Search code examples
xmlscalascala-xml

Scala convert XML to key value map


Related to This topic

Problem is as follows, imagine an XML without any particular schema

<persons>
  <total>2</total>
  <someguy>
     <firstname>john</firstname>
     <name>Snow</name>
  </someguy>
  <otherperson>
     <sex>female</sex>
  </otherperson>
</persons>

For processing I want to have this in a Key Value Map:

"Persons/total" -> 2
"Persons/someguy/firstname" -> john
"Persons/someguy/name" -> Snow
"Persons/otherperson/sex" -> female

Preferably I have some nice recursive function where I traverse the XML code depth-first and simply stack all labels until I find a value and return that value together with the stack of labels.

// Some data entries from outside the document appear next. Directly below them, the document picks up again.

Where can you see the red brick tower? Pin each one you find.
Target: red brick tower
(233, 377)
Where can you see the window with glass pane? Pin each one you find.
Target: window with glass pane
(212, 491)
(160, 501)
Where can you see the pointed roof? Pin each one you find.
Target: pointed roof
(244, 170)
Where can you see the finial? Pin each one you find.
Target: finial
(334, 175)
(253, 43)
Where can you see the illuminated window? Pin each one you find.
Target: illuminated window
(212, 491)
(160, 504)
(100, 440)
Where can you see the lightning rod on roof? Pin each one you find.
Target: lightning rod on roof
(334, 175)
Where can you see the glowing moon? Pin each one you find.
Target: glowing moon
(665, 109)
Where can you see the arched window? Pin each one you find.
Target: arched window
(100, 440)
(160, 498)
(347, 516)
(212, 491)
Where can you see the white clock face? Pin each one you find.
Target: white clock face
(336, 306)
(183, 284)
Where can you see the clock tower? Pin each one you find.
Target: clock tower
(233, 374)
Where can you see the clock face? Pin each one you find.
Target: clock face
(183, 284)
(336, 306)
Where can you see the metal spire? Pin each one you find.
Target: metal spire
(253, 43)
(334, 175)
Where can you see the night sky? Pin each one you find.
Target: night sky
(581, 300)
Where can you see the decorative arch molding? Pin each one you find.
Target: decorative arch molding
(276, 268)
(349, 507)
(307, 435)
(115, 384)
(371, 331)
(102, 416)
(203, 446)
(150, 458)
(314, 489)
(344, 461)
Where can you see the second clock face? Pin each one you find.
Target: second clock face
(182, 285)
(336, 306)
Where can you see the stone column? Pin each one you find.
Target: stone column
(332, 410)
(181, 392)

Unfortunately I am struggling to connect the return type with the input type as I return a Sequence of my input.. Let me show you what I have so far, clearly the foreach is a problem as this returns Unit, but the map would also not work as it returns a Seq.

def dfs(n: NodeSeq, keyStack: String, map: Map[String,String])
 :(NodeSeq, String, Map[String,String]) = {
  n.foreach(x => {
    if (x.child.isEmpty) {
      dfs(x.child, keyStack, map + (keyStack+ x.label + " " -> x.text))
    }
    else {
      dfs(x.child, keyStack+ x.label + "/", map)
    }
  }
  )
}

Would greatly appreciate the help!


Solution

  • After some playing around, this is the most elegant way in which I could do it. What I don't like is:

    • It goes depth-first for every child, so you need to flat out the result afterwards. This is also why I miss the root node label.
    • It drags a lot of XML along the way, so it might be too memory intensive?

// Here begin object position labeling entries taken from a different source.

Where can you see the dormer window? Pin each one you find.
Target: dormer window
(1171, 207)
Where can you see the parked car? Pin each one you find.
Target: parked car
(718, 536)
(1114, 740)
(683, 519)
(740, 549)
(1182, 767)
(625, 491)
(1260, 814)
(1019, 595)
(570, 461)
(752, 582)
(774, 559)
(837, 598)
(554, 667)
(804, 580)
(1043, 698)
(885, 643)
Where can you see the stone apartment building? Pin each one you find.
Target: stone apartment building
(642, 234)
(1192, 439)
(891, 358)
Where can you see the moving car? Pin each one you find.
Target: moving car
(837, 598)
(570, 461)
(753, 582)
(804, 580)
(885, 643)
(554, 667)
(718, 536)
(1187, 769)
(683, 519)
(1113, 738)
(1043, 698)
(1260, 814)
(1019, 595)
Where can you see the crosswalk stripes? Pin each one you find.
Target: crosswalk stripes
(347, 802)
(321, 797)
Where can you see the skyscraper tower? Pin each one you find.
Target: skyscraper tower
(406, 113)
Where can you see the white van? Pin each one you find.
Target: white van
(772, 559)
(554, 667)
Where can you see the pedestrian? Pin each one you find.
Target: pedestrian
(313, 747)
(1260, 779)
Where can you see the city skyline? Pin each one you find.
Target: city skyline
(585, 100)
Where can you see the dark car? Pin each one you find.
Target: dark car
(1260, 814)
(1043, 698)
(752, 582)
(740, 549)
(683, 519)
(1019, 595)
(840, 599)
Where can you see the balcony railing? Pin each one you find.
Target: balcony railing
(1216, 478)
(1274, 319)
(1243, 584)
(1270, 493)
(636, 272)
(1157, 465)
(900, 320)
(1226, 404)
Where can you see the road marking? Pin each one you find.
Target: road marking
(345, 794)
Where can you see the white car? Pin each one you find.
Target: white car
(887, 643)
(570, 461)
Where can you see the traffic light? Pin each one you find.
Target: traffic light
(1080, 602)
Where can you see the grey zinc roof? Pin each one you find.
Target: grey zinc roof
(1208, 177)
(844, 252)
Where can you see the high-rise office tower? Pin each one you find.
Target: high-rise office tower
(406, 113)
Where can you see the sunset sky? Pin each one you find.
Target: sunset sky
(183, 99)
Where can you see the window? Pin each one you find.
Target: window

    Please improve if you have ideas!

    import scala.xml._
    
    val xml = "<persons><total>2</total><someguy><firstname>john</firstname><name>Snow</name></someguy><otherperson><sex>female</sex></otherperson></persons>"
    val result: Elem = scala.xml.XML.loadString(xml)
    
    def linearize(node: Node, stack: String, map: Map[String,String])
    : List[(Node, String, Map[String,String])] = {
      (node, stack, map) :: node.child.flatMap {
        case e: Elem => {
          if (e.descendant.size == 1) linearize(e, stack, map ++ Map(stack + "/" + e.label -> e.text))
          else linearize(e, stack + "/" + e.label, map)
        }
        case _ => Nil
      }.toList
    }
    
    linearize(result, "", Map[String,String]()).flatMap(_._3).toMap
    

    We still need to flatten the Map afterwards but at least the recursive part is rather short. Code above should work in your Scala worksheet.